Draxler was given free rein in Germany’s midfield, prompting some to wonder how this plays out at the World Cup.

You don’t see this sort of license much in the modern game, and it raises two interesting questions.

The first is whether this was a grand experiment by Low that we might see replicated next year. There’s obviously tons of competition in the attacking midfield/winger position — Thomas Mueller, Julian Brandt, Leon Goretzka, Mesut Ozil, Marco Reus, Leroy Sane, Serge Gnabry, Toni Kroos … the list goes on and on. But unless Draxler suffers a serious drop in form, he’ll be back next summer. So will Low simply deploy him wide as a cog in a well-oiled machine?
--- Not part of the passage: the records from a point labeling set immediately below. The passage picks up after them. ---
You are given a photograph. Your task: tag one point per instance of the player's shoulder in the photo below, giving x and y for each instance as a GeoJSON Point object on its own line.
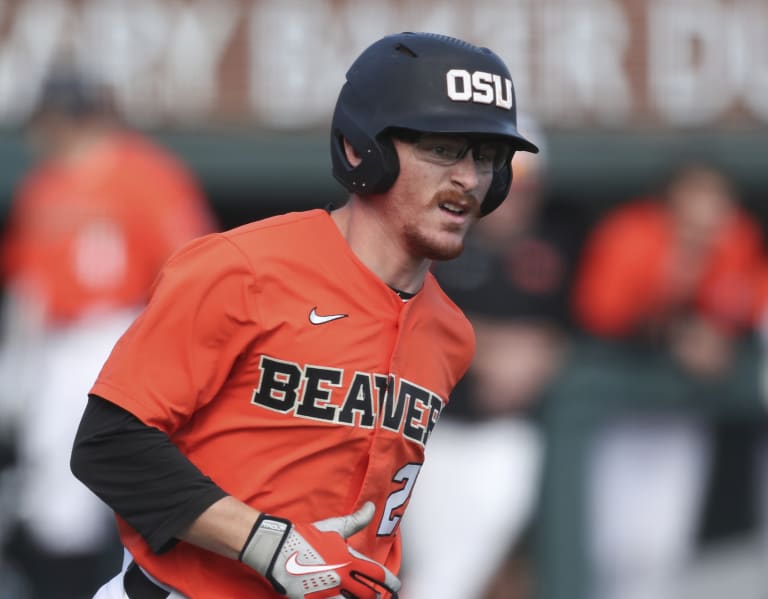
{"type": "Point", "coordinates": [442, 306]}
{"type": "Point", "coordinates": [293, 230]}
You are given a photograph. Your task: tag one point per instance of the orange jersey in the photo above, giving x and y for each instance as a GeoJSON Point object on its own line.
{"type": "Point", "coordinates": [92, 234]}
{"type": "Point", "coordinates": [293, 377]}
{"type": "Point", "coordinates": [624, 278]}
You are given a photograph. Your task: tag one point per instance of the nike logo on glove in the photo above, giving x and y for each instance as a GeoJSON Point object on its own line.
{"type": "Point", "coordinates": [315, 318]}
{"type": "Point", "coordinates": [293, 567]}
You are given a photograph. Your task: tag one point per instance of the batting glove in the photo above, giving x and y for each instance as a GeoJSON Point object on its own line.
{"type": "Point", "coordinates": [314, 561]}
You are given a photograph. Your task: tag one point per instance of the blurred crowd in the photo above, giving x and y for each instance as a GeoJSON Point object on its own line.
{"type": "Point", "coordinates": [578, 458]}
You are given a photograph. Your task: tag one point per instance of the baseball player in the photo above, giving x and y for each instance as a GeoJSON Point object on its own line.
{"type": "Point", "coordinates": [259, 429]}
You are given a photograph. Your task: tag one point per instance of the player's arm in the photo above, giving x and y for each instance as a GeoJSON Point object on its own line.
{"type": "Point", "coordinates": [142, 475]}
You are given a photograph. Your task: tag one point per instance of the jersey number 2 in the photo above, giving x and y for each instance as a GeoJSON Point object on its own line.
{"type": "Point", "coordinates": [407, 474]}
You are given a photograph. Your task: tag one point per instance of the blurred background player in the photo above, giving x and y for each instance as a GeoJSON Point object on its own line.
{"type": "Point", "coordinates": [672, 276]}
{"type": "Point", "coordinates": [89, 228]}
{"type": "Point", "coordinates": [484, 458]}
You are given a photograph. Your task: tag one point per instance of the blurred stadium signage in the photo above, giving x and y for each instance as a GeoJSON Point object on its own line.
{"type": "Point", "coordinates": [279, 63]}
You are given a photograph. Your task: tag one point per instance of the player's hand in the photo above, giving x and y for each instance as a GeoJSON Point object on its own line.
{"type": "Point", "coordinates": [314, 561]}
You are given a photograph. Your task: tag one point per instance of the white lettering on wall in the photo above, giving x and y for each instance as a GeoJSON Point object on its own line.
{"type": "Point", "coordinates": [280, 63]}
{"type": "Point", "coordinates": [584, 46]}
{"type": "Point", "coordinates": [688, 60]}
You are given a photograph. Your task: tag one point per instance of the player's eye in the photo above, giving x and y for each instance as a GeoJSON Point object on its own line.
{"type": "Point", "coordinates": [491, 155]}
{"type": "Point", "coordinates": [443, 150]}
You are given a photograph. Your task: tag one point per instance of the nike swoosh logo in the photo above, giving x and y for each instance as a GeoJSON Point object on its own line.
{"type": "Point", "coordinates": [315, 318]}
{"type": "Point", "coordinates": [294, 568]}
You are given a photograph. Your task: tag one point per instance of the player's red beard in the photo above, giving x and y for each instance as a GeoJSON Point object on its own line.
{"type": "Point", "coordinates": [447, 243]}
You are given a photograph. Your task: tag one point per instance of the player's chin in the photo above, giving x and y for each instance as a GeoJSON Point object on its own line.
{"type": "Point", "coordinates": [447, 247]}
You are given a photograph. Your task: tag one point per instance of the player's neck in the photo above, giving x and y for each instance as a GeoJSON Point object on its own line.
{"type": "Point", "coordinates": [378, 248]}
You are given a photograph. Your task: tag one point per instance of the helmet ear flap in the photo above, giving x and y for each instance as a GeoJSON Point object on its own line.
{"type": "Point", "coordinates": [497, 192]}
{"type": "Point", "coordinates": [379, 165]}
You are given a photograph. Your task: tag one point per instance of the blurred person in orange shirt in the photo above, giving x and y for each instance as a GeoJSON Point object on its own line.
{"type": "Point", "coordinates": [486, 456]}
{"type": "Point", "coordinates": [89, 228]}
{"type": "Point", "coordinates": [674, 273]}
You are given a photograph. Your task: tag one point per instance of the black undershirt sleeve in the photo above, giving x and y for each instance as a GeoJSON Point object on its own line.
{"type": "Point", "coordinates": [138, 472]}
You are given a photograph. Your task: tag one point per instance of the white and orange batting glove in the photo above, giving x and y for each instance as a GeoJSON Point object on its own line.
{"type": "Point", "coordinates": [314, 561]}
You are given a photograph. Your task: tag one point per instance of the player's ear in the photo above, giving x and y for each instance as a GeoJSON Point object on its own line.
{"type": "Point", "coordinates": [353, 157]}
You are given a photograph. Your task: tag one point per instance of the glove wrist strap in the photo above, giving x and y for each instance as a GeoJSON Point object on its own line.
{"type": "Point", "coordinates": [264, 542]}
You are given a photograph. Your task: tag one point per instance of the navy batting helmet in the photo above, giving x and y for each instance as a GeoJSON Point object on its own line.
{"type": "Point", "coordinates": [421, 82]}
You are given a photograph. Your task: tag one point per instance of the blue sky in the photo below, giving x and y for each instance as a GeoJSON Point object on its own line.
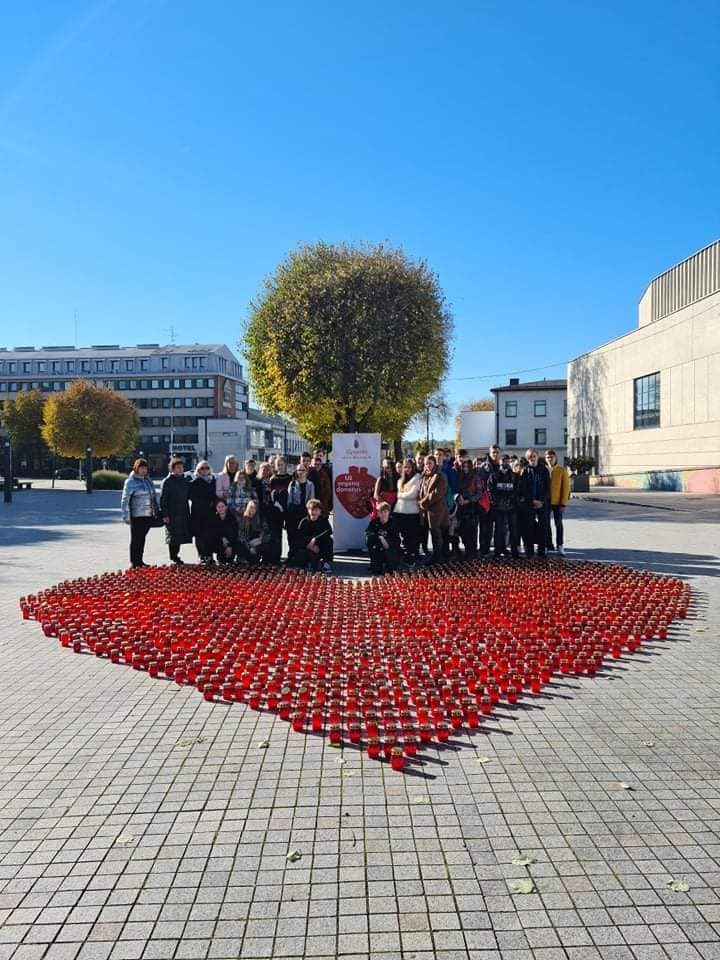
{"type": "Point", "coordinates": [159, 157]}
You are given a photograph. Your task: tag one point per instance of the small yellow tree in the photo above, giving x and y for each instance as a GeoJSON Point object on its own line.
{"type": "Point", "coordinates": [87, 416]}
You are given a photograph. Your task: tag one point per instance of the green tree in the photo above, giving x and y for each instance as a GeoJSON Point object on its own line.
{"type": "Point", "coordinates": [84, 416]}
{"type": "Point", "coordinates": [23, 417]}
{"type": "Point", "coordinates": [348, 338]}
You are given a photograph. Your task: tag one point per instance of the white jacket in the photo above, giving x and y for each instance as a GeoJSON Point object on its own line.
{"type": "Point", "coordinates": [408, 496]}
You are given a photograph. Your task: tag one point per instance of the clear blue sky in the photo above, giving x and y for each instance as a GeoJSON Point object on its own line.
{"type": "Point", "coordinates": [547, 159]}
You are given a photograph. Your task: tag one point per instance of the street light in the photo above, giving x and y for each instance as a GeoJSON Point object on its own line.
{"type": "Point", "coordinates": [428, 407]}
{"type": "Point", "coordinates": [7, 472]}
{"type": "Point", "coordinates": [88, 469]}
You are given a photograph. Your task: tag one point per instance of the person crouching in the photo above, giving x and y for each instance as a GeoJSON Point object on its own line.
{"type": "Point", "coordinates": [222, 534]}
{"type": "Point", "coordinates": [383, 539]}
{"type": "Point", "coordinates": [314, 538]}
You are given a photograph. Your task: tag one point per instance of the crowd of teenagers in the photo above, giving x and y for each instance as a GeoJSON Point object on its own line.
{"type": "Point", "coordinates": [427, 508]}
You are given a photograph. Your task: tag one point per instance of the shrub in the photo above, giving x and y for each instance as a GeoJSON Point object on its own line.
{"type": "Point", "coordinates": [108, 480]}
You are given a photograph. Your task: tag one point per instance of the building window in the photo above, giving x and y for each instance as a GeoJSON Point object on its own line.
{"type": "Point", "coordinates": [646, 405]}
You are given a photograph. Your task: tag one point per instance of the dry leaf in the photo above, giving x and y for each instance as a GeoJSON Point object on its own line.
{"type": "Point", "coordinates": [521, 886]}
{"type": "Point", "coordinates": [520, 860]}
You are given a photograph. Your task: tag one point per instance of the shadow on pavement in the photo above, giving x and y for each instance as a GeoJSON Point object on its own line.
{"type": "Point", "coordinates": [672, 564]}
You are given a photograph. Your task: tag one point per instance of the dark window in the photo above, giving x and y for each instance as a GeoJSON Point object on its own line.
{"type": "Point", "coordinates": [646, 402]}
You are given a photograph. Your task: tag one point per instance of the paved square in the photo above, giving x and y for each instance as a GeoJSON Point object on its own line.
{"type": "Point", "coordinates": [137, 820]}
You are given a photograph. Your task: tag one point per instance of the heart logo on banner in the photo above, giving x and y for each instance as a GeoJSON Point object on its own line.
{"type": "Point", "coordinates": [354, 490]}
{"type": "Point", "coordinates": [390, 664]}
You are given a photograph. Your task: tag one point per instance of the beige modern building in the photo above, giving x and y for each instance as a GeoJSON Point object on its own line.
{"type": "Point", "coordinates": [646, 406]}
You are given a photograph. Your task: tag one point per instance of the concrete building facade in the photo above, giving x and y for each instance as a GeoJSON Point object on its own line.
{"type": "Point", "coordinates": [647, 405]}
{"type": "Point", "coordinates": [532, 414]}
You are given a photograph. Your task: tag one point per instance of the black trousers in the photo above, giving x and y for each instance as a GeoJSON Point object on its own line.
{"type": "Point", "coordinates": [382, 560]}
{"type": "Point", "coordinates": [533, 531]}
{"type": "Point", "coordinates": [506, 527]}
{"type": "Point", "coordinates": [557, 515]}
{"type": "Point", "coordinates": [487, 524]}
{"type": "Point", "coordinates": [409, 526]}
{"type": "Point", "coordinates": [139, 527]}
{"type": "Point", "coordinates": [468, 532]}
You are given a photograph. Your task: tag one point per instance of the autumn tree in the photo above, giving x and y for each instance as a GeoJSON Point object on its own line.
{"type": "Point", "coordinates": [87, 416]}
{"type": "Point", "coordinates": [23, 417]}
{"type": "Point", "coordinates": [348, 339]}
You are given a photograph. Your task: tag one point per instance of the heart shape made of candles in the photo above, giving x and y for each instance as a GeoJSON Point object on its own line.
{"type": "Point", "coordinates": [392, 663]}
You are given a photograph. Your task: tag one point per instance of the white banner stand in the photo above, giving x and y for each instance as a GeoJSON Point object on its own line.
{"type": "Point", "coordinates": [356, 467]}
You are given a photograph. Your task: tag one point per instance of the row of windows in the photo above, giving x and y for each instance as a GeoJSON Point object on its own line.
{"type": "Point", "coordinates": [146, 422]}
{"type": "Point", "coordinates": [539, 408]}
{"type": "Point", "coordinates": [96, 366]}
{"type": "Point", "coordinates": [539, 441]}
{"type": "Point", "coordinates": [173, 403]}
{"type": "Point", "coordinates": [203, 383]}
{"type": "Point", "coordinates": [646, 401]}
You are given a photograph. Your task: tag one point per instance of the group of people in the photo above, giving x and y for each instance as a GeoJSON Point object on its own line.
{"type": "Point", "coordinates": [238, 515]}
{"type": "Point", "coordinates": [437, 506]}
{"type": "Point", "coordinates": [497, 502]}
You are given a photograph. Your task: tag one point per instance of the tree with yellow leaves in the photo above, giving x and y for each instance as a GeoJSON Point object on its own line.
{"type": "Point", "coordinates": [347, 339]}
{"type": "Point", "coordinates": [88, 416]}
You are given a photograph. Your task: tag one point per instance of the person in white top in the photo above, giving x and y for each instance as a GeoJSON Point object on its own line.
{"type": "Point", "coordinates": [407, 511]}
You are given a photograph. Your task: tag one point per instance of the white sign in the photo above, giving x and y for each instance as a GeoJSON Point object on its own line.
{"type": "Point", "coordinates": [356, 466]}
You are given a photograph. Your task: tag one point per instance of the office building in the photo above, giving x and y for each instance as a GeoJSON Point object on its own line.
{"type": "Point", "coordinates": [532, 414]}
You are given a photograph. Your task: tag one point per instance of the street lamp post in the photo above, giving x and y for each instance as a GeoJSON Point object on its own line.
{"type": "Point", "coordinates": [88, 469]}
{"type": "Point", "coordinates": [7, 471]}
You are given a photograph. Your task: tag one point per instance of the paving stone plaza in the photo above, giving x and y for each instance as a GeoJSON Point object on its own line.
{"type": "Point", "coordinates": [138, 820]}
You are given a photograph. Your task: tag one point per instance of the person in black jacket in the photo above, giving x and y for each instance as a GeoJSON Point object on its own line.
{"type": "Point", "coordinates": [487, 518]}
{"type": "Point", "coordinates": [314, 538]}
{"type": "Point", "coordinates": [383, 539]}
{"type": "Point", "coordinates": [175, 508]}
{"type": "Point", "coordinates": [502, 488]}
{"type": "Point", "coordinates": [222, 534]}
{"type": "Point", "coordinates": [533, 494]}
{"type": "Point", "coordinates": [202, 499]}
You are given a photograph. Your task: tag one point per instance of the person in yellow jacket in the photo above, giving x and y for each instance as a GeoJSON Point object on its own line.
{"type": "Point", "coordinates": [559, 498]}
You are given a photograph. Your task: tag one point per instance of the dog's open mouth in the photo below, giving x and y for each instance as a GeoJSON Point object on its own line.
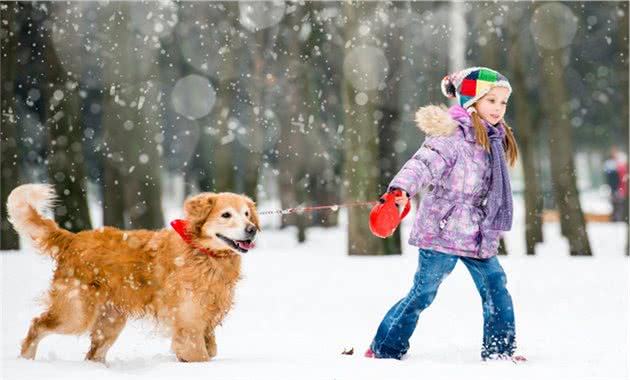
{"type": "Point", "coordinates": [240, 245]}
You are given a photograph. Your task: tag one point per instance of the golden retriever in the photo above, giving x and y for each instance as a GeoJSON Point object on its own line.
{"type": "Point", "coordinates": [105, 276]}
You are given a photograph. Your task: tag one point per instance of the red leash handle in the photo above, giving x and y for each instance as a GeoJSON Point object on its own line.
{"type": "Point", "coordinates": [398, 193]}
{"type": "Point", "coordinates": [385, 217]}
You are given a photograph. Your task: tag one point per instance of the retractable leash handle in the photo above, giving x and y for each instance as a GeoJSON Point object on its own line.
{"type": "Point", "coordinates": [384, 217]}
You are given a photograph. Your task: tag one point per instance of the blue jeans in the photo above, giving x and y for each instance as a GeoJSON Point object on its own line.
{"type": "Point", "coordinates": [392, 336]}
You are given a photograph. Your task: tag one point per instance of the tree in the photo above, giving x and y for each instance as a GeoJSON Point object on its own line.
{"type": "Point", "coordinates": [8, 134]}
{"type": "Point", "coordinates": [525, 131]}
{"type": "Point", "coordinates": [361, 161]}
{"type": "Point", "coordinates": [572, 223]}
{"type": "Point", "coordinates": [132, 194]}
{"type": "Point", "coordinates": [60, 91]}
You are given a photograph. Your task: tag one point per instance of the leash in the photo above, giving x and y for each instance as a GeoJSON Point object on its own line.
{"type": "Point", "coordinates": [300, 210]}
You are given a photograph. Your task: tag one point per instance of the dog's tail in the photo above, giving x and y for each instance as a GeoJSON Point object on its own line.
{"type": "Point", "coordinates": [26, 205]}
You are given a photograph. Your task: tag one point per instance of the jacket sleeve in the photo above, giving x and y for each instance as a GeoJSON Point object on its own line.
{"type": "Point", "coordinates": [434, 158]}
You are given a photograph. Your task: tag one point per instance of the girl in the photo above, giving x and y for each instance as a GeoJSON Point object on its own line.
{"type": "Point", "coordinates": [468, 205]}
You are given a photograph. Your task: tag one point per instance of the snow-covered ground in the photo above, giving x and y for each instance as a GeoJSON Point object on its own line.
{"type": "Point", "coordinates": [299, 306]}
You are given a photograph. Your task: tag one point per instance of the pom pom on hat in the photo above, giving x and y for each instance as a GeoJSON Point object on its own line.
{"type": "Point", "coordinates": [471, 84]}
{"type": "Point", "coordinates": [448, 88]}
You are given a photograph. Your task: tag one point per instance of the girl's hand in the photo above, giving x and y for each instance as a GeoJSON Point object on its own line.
{"type": "Point", "coordinates": [402, 200]}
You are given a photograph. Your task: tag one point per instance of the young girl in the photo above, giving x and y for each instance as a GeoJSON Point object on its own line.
{"type": "Point", "coordinates": [467, 206]}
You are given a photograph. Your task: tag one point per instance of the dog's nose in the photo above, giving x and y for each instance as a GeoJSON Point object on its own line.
{"type": "Point", "coordinates": [251, 230]}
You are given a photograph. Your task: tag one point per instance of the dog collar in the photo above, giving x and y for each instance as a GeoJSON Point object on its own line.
{"type": "Point", "coordinates": [181, 227]}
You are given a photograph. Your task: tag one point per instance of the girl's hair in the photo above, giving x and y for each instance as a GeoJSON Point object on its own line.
{"type": "Point", "coordinates": [509, 143]}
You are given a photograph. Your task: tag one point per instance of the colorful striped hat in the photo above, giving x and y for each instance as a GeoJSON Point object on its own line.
{"type": "Point", "coordinates": [471, 84]}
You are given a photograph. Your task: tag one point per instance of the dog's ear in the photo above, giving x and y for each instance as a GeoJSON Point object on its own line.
{"type": "Point", "coordinates": [198, 207]}
{"type": "Point", "coordinates": [253, 213]}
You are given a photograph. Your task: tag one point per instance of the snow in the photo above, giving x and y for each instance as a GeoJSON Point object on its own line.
{"type": "Point", "coordinates": [299, 306]}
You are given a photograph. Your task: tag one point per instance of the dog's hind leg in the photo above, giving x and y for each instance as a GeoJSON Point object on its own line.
{"type": "Point", "coordinates": [189, 345]}
{"type": "Point", "coordinates": [67, 314]}
{"type": "Point", "coordinates": [211, 343]}
{"type": "Point", "coordinates": [109, 323]}
{"type": "Point", "coordinates": [40, 327]}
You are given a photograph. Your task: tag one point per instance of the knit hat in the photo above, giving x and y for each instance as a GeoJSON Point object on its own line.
{"type": "Point", "coordinates": [471, 84]}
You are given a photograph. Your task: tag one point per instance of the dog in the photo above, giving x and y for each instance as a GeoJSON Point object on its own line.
{"type": "Point", "coordinates": [106, 276]}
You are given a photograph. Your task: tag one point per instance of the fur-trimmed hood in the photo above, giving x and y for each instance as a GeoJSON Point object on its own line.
{"type": "Point", "coordinates": [441, 121]}
{"type": "Point", "coordinates": [435, 120]}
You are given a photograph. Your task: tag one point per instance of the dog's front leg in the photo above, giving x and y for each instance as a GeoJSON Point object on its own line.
{"type": "Point", "coordinates": [189, 345]}
{"type": "Point", "coordinates": [211, 343]}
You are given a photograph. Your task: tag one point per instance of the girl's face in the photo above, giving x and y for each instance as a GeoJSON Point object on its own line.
{"type": "Point", "coordinates": [492, 106]}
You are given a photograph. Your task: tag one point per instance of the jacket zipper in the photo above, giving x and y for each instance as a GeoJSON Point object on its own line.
{"type": "Point", "coordinates": [445, 218]}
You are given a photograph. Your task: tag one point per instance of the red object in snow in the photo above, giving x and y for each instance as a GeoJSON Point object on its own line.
{"type": "Point", "coordinates": [384, 217]}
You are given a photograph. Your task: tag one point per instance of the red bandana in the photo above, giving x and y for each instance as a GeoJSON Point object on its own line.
{"type": "Point", "coordinates": [180, 226]}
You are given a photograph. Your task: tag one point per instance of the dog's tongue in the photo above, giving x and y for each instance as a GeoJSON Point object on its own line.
{"type": "Point", "coordinates": [245, 245]}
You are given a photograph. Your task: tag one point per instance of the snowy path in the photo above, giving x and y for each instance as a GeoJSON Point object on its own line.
{"type": "Point", "coordinates": [299, 306]}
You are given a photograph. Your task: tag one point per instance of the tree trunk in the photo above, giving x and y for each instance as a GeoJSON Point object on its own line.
{"type": "Point", "coordinates": [132, 167]}
{"type": "Point", "coordinates": [623, 79]}
{"type": "Point", "coordinates": [361, 180]}
{"type": "Point", "coordinates": [525, 132]}
{"type": "Point", "coordinates": [8, 134]}
{"type": "Point", "coordinates": [389, 125]}
{"type": "Point", "coordinates": [66, 167]}
{"type": "Point", "coordinates": [572, 221]}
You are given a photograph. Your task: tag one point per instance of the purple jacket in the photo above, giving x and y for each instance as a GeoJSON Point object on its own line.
{"type": "Point", "coordinates": [456, 173]}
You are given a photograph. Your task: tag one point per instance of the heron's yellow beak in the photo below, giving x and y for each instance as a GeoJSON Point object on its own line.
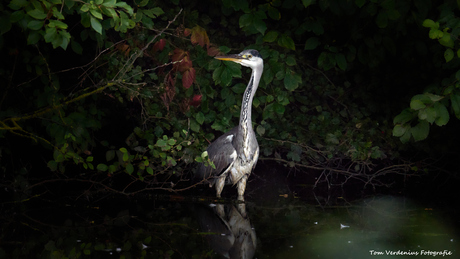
{"type": "Point", "coordinates": [235, 58]}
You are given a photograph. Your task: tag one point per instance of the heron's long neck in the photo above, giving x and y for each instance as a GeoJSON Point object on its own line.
{"type": "Point", "coordinates": [246, 106]}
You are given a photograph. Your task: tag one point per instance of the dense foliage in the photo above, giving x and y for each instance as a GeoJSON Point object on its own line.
{"type": "Point", "coordinates": [110, 88]}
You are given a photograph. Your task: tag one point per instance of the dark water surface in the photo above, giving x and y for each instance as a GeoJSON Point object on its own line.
{"type": "Point", "coordinates": [279, 220]}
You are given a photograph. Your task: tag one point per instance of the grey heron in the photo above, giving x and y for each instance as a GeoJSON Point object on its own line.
{"type": "Point", "coordinates": [235, 153]}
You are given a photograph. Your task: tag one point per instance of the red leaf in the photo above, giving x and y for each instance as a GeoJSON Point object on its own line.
{"type": "Point", "coordinates": [185, 65]}
{"type": "Point", "coordinates": [159, 45]}
{"type": "Point", "coordinates": [199, 36]}
{"type": "Point", "coordinates": [196, 100]}
{"type": "Point", "coordinates": [187, 32]}
{"type": "Point", "coordinates": [213, 51]}
{"type": "Point", "coordinates": [188, 77]}
{"type": "Point", "coordinates": [179, 54]}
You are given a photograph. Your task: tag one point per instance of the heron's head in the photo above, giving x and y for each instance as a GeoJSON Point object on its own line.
{"type": "Point", "coordinates": [248, 58]}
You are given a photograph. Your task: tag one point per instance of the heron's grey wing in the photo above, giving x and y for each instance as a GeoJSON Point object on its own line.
{"type": "Point", "coordinates": [222, 153]}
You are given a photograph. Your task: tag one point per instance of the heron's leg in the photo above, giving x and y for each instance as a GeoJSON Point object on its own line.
{"type": "Point", "coordinates": [242, 187]}
{"type": "Point", "coordinates": [220, 185]}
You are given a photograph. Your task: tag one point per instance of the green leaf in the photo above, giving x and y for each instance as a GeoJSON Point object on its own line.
{"type": "Point", "coordinates": [76, 47]}
{"type": "Point", "coordinates": [416, 104]}
{"type": "Point", "coordinates": [50, 34]}
{"type": "Point", "coordinates": [245, 20]}
{"type": "Point", "coordinates": [260, 26]}
{"type": "Point", "coordinates": [442, 114]}
{"type": "Point", "coordinates": [35, 25]}
{"type": "Point", "coordinates": [286, 42]}
{"type": "Point", "coordinates": [84, 8]}
{"type": "Point", "coordinates": [429, 24]}
{"type": "Point", "coordinates": [406, 137]}
{"type": "Point", "coordinates": [200, 118]}
{"type": "Point", "coordinates": [96, 13]}
{"type": "Point", "coordinates": [33, 37]}
{"type": "Point", "coordinates": [194, 125]}
{"type": "Point", "coordinates": [290, 61]}
{"type": "Point", "coordinates": [58, 24]}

Or does he rip up the German blueprint to accommodate Draxler in this free role, bearing in mind that there’s probably nobody else (unless Ozil travels back in time) with a similar skill set?

In football terms, it’s not a bad problem to have, brought about by their extraordinary abundance of depth. But you can’t help but wonder whether Low has something up his sleeve in making this team so Draxler-centric.

The other question concerns how Paris Saint-Germain (and Unai Emery, as long as he’s around) see Draxler’s future. Displays like this one suggest that maybe such role would work well for him there, too. To some degree, the side is going to be redrawn this summer, and their pursuit of Pierre-Emerick Aubemayang suggests that maybe Emery is open to playing with two strikers and a man behind.

All this talk may all be premature. Maybe Draxler is just on a hot streak. At the same time, he’s still just 23 and is just about to hit his prime, growing into the player his skill set suggests he can be. And his career, until now, has had highs and lows — some of them down to injury, some of them self-inflicted by his wanderlust.

You wonder what Draxler can become if he’s happy and in a stable environment with a manager willing to give him the keys to the team.